{"title":"Holy Toledo: Muslim-Christian Relations and Catholic Nationalism in Vicente Blasco Ibánez's The Shadow of the Cathedral","authors":"F. Hale","doi":"10.17159/2413-3027/2017/V30N2A12","DOIUrl":null,"url":null,"abstract":"Although the eminent Spanish novelist and anticlericalist Vicente Blasco Ibáñez (1867-1928) received little scholarly attention outside his homeland for several decades, he gained significantly greater international notice in the latter half of the twentieth century. His novel of 1903, La Catedral, published in both the United Kingdom and the United States of America six years later as The Shadow of the Cathedral, is a scathing indictment of the conservative Roman Catholic religious establishment in Spain. Blasco Ibáñez faulted its intolerant monopoly on national spiritual life for much of the country’s cultural, political, and economic backwardness. Relying heavily on the subsequently discredited nineteenth-century belief that Andalusian Spain had been a model of religious toleration under Islamic hegemony for many generations following the Moorish invasion in the eight century and that this had fostered a golden era of cultural flourishing, he argued for the dismantling of Catholic privilege in favour of secularism, toleration, and pluralistic religious freedom to spur the country out of its stagnancy.

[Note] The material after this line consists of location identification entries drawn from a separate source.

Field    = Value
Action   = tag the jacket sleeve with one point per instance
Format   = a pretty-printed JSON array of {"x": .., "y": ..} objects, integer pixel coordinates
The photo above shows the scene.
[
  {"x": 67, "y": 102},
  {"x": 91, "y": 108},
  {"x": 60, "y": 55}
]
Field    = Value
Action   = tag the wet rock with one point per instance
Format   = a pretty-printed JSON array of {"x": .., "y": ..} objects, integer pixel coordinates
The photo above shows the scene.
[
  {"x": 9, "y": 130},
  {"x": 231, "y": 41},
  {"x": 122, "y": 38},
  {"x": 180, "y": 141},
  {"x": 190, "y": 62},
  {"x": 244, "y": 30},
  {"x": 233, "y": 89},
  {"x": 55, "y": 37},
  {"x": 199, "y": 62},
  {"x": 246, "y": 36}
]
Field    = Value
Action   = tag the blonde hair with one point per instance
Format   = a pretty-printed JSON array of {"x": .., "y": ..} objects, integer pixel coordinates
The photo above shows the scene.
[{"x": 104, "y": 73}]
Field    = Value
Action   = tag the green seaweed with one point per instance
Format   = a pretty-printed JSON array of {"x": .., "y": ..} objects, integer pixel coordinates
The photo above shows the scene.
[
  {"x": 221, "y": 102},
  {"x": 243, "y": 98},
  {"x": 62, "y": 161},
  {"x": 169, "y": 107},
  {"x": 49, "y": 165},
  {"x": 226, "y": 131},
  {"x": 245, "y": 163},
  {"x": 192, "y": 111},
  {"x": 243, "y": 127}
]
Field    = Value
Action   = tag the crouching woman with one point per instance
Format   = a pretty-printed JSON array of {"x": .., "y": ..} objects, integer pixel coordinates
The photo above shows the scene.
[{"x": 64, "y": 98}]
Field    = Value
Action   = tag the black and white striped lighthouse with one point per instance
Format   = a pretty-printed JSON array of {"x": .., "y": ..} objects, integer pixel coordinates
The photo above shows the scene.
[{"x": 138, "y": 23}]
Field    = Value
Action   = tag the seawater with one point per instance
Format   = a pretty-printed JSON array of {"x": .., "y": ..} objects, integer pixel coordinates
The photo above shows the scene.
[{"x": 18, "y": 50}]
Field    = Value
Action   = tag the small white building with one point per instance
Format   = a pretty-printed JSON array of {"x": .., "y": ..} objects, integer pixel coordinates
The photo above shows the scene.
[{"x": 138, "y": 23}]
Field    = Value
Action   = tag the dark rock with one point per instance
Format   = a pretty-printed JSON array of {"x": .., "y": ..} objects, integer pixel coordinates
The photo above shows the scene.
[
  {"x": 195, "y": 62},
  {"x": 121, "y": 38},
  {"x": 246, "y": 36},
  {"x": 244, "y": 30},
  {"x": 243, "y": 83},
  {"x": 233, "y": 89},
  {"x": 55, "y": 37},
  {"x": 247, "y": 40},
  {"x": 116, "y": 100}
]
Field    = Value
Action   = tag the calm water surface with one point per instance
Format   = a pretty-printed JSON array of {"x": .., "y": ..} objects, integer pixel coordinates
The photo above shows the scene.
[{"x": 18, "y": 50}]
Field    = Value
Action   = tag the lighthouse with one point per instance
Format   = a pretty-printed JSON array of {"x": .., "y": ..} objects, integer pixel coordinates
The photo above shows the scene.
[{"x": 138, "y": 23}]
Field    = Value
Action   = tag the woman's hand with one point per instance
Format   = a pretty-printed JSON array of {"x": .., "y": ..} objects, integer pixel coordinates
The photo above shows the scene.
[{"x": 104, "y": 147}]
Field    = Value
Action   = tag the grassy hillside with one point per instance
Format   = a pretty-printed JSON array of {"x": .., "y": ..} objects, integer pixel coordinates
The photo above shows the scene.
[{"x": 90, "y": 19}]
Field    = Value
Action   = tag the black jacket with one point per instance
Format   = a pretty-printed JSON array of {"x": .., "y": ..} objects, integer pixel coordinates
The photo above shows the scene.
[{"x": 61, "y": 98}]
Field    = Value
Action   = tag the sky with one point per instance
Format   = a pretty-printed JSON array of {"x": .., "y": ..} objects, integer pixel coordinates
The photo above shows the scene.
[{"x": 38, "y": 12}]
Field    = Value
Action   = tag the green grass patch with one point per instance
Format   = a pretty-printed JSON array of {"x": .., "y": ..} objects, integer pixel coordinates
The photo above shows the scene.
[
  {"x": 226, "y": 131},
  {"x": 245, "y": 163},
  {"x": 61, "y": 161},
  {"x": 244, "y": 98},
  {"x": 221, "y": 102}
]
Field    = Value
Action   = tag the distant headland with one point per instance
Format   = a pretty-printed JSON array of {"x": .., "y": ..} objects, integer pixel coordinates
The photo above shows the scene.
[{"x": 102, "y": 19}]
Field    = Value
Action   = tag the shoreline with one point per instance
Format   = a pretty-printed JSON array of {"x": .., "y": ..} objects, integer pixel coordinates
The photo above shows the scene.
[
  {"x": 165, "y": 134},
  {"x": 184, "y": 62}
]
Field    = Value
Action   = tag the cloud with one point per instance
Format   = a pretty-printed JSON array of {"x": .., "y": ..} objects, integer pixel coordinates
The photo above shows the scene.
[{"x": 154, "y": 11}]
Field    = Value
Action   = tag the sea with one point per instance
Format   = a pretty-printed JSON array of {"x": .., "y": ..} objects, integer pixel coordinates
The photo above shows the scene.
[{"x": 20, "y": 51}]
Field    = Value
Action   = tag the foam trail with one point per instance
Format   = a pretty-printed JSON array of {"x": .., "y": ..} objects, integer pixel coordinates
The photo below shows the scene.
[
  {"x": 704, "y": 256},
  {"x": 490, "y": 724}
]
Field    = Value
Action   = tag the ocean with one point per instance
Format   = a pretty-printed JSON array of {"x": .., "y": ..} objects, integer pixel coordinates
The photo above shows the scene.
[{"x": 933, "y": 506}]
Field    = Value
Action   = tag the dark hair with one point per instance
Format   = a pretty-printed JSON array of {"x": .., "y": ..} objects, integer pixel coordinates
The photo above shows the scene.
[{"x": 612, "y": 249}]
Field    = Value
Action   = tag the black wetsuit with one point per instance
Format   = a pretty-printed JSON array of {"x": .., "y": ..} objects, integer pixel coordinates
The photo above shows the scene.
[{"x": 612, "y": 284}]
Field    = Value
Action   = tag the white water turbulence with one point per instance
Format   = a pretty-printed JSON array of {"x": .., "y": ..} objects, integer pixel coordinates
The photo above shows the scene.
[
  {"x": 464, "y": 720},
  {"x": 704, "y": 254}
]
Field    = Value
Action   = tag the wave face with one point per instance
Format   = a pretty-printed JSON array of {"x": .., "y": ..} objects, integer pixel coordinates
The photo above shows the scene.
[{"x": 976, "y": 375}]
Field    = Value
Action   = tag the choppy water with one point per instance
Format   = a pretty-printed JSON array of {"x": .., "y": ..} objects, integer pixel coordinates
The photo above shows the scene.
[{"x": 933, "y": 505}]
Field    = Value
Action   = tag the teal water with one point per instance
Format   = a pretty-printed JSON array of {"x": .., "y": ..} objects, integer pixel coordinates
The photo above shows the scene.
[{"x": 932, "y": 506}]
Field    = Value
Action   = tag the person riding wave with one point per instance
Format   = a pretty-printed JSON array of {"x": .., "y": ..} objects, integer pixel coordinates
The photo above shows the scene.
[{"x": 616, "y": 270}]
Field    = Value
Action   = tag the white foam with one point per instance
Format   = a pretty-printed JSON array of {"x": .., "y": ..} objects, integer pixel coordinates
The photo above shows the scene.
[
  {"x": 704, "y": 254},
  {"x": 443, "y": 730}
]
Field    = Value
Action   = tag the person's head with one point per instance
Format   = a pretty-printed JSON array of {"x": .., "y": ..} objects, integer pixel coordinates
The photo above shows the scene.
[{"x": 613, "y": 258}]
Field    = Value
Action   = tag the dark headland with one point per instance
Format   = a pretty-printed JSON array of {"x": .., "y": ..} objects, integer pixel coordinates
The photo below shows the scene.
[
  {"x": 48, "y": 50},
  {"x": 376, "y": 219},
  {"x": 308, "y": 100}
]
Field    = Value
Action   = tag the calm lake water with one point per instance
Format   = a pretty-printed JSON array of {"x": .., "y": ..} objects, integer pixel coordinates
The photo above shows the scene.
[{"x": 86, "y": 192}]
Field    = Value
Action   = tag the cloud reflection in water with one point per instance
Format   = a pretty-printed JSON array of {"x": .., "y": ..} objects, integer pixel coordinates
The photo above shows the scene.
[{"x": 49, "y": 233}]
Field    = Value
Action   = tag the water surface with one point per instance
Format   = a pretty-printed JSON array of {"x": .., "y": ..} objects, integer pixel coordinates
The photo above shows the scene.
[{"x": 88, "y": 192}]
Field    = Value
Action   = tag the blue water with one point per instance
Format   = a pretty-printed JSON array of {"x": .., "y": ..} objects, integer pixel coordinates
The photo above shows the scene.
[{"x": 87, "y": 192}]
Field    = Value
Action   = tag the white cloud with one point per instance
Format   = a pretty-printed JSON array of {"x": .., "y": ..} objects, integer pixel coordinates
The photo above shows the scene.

This article explores both the construction and recent dismantling of the myth of religious harmony in Moorish Spain and how that perception of the Middle Ages is used rhetorically in The Shadow of the Cathedral.","PeriodicalId":42808,"journal":{"name":"Journal for the Study of Religion","volume":null,"pages":null},"PeriodicalIF":0.3000,"publicationDate":"2017-01-01","publicationTypes":"Journal Article","fieldsOfStudy":null,"isOpenAccess":false,"openAccessPdf":"","citationCount":"0","resultStr":null,"platform":"Semanticscholar","paperid":null,"PeriodicalName":"Journal for the Study of Religion","FirstCategoryId":"1085","ListUrlMain":"https://doi.org/10.17159/2413-3027/2017/V30N2A12","RegionNum":0,"RegionCategory":null,"ArticlePicture":[],"TitleCN":null,"AbstractTextCN":null,"PMCID":null,"EPubDate":"","PubModel":"","JCR":"0","JCRName":"RELIGION","Score":null,"Total":0}
引用次数: 0
Abstract
Although the eminent Spanish novelist and anticlericalist Vicente Blasco Ibáñez (1867-1928) received little scholarly attention outside his homeland for several decades, he gained significantly greater international notice in the latter half of the twentieth century. His novel of 1903, La Catedral, published in both the United Kingdom and the United States of America six years later as The Shadow of the Cathedral, is a scathing indictment of the conservative Roman Catholic religious establishment in Spain. Blasco Ibáñez faulted its intolerant monopoly on national spiritual life for much of the country’s cultural, political, and economic backwardness. Relying heavily on the subsequently discredited nineteenth-century belief that Andalusian Spain had been a model of religious toleration under Islamic hegemony for many generations following the Moorish invasion in the eight century and that this had fostered a golden era of cultural flourishing, he argued for the dismantling of Catholic privilege in favour of secularism, toleration, and pluralistic religious freedom to spur the country out of its stagnancy. This article explores both the construction and recent dismantling of the myth of religious harmony in Moorish Spain and how that perception of the Middle Ages is used rhetorically in The Shadow of the Cathedral.
虽然著名的西班牙小说家和反教权主义者维森特·布拉斯科Ibáñez(1867-1928)几十年来在国外很少受到学术关注,但他在20世纪下半叶获得了更大的国际关注。他1903年的小说《大教堂》(La Catedral),六年后以《大教堂的阴影》(the Shadow of the Cathedral)的名字在英国和美国同时出版,是对西班牙保守的罗马天主教宗教机构的严厉控诉。布拉斯科Ibáñez将国家文化、政治和经济的落后归咎于它对国民精神生活的偏执垄断。19世纪,人们认为安达卢西亚的西班牙在8世纪摩尔人入侵后,是伊斯兰教统治下几代人宗教宽容的典范,这造就了一个文化繁荣的黄金时代。他主张废除天主教特权,支持世俗主义、宽容和多元化的宗教自由,以刺激这个国家走出停滞。本文探讨了摩尔人西班牙宗教和谐神话的构建和最近的瓦解,以及中世纪的看法如何在大教堂的阴影中被修辞地使用。